A Chypre, la cité fantôme de Varosha attend de reprendre vie

Sous une chaleur suffocante, des centaines de badauds se pressent pour se prendre en photo devant des logements délabrés. Certains déambulent à pied ou à vélo de location, d'autres préfèrent l'ombre des voiturettes de golf.

Le 20 juillet 1974, l'armée turque envahit le nord de Chypre après un coup d'Etat de nationalistes chypriotes-grecs voulant rattacher l'île à la Grèce. Les 45.000 habitants de Varosha prennent alors la fuite.

Sur l'ensemble de l'île, quelque 170.000 Chypriotes hellénophones se réfugient dans le sud, tandis que 40.000 turcophones font le chemin inverse.

Chypre est depuis divisée entre la République de Chypre qui exerce son autorité dans le sud, et la République turque de Chypre-Nord (RTCN) autoproclamée en 1983, reconnue uniquement par Ankara.

Depuis la réouverture partielle en 2020 de Varosha, lieu de villégiature situé dans l'est de l'île, des curieux affluent quotidiennement pour une sorte de tourisme de catastrophe.

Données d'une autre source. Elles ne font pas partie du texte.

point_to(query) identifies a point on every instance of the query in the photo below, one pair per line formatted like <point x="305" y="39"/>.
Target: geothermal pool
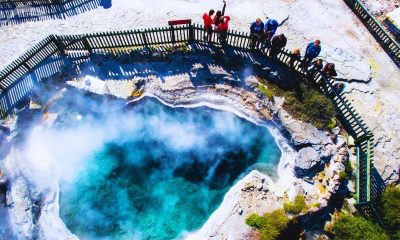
<point x="162" y="172"/>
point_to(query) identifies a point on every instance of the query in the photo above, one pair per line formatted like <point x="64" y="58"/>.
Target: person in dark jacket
<point x="256" y="32"/>
<point x="271" y="26"/>
<point x="329" y="70"/>
<point x="316" y="65"/>
<point x="277" y="43"/>
<point x="223" y="29"/>
<point x="339" y="87"/>
<point x="218" y="15"/>
<point x="208" y="22"/>
<point x="312" y="51"/>
<point x="294" y="56"/>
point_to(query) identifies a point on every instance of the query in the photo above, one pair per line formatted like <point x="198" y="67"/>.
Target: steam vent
<point x="199" y="120"/>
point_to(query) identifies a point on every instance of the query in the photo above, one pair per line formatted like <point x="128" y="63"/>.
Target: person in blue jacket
<point x="256" y="32"/>
<point x="312" y="51"/>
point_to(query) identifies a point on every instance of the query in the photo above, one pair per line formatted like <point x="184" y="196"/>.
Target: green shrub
<point x="356" y="228"/>
<point x="267" y="91"/>
<point x="304" y="103"/>
<point x="390" y="205"/>
<point x="297" y="206"/>
<point x="314" y="108"/>
<point x="270" y="225"/>
<point x="254" y="220"/>
<point x="332" y="124"/>
<point x="343" y="175"/>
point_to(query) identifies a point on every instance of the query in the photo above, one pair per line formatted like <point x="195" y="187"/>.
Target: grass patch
<point x="346" y="226"/>
<point x="303" y="103"/>
<point x="390" y="206"/>
<point x="271" y="225"/>
<point x="297" y="206"/>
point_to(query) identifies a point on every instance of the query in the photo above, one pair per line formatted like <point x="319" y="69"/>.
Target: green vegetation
<point x="268" y="92"/>
<point x="390" y="206"/>
<point x="297" y="206"/>
<point x="271" y="225"/>
<point x="343" y="175"/>
<point x="350" y="227"/>
<point x="306" y="104"/>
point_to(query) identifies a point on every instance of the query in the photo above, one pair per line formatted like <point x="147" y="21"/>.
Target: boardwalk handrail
<point x="15" y="82"/>
<point x="381" y="35"/>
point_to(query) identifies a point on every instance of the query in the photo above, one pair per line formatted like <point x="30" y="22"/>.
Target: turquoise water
<point x="165" y="176"/>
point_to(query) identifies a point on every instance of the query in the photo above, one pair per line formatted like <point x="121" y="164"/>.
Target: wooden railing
<point x="16" y="81"/>
<point x="381" y="35"/>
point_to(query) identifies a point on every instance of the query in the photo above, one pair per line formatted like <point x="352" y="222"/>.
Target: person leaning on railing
<point x="256" y="33"/>
<point x="208" y="22"/>
<point x="312" y="51"/>
<point x="329" y="70"/>
<point x="223" y="29"/>
<point x="315" y="67"/>
<point x="295" y="55"/>
<point x="270" y="28"/>
<point x="218" y="15"/>
<point x="277" y="43"/>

Des affiches publicitaires d'époque ornent encore les devantures. Sur une pancarte rongée par le temps, un labo photo s'enorgueillit de développer des films argentiques en couleur.

A quelques encablures de là, transats et parasols en paille s'alignent sur un bout de plage de sable blanc, délimité par des rangées de barbelés. Des baigneurs se prélassent dans les petites vagues bleu azur, au pied d'un grand hôtel ayant connu son heure de gloire.

"Provisoire"

En fin de journée, les visiteurs se dispersent peu à peu, et Varosha redevient une cité fantôme.

Nicolas Karageorgis avait 23 ans lorsqu'il a dû quitter ce district de la ville de Famagouste. "Au départ, on pensait que ce serait provisoire", se remémore cet ex-ingénieur qui lutte, comme d'autres déplacés, pour récupérer son logement.

La République de Chypre reconnaît les droits des propriétaires chypriotes-turcs d'origine: leurs biens sont loués à des déplacés du nord en attendant la résolution du conflit, et peuvent retourner chez eux sous conditions.

En revanche, la RTCN a accordé la pleine jouissance des biens "abandonnés" à des Chypriotes-turcs déplacés du sud et des colons turcs.

Varosha est un cas particulier. Mise sous scellés par l'armée turque, elle a été longtemps utilisée comme "monnaie d'échange", déplore Serdar Atai, 57 ans, un Chypriote-turc engagé pour la réconciliation.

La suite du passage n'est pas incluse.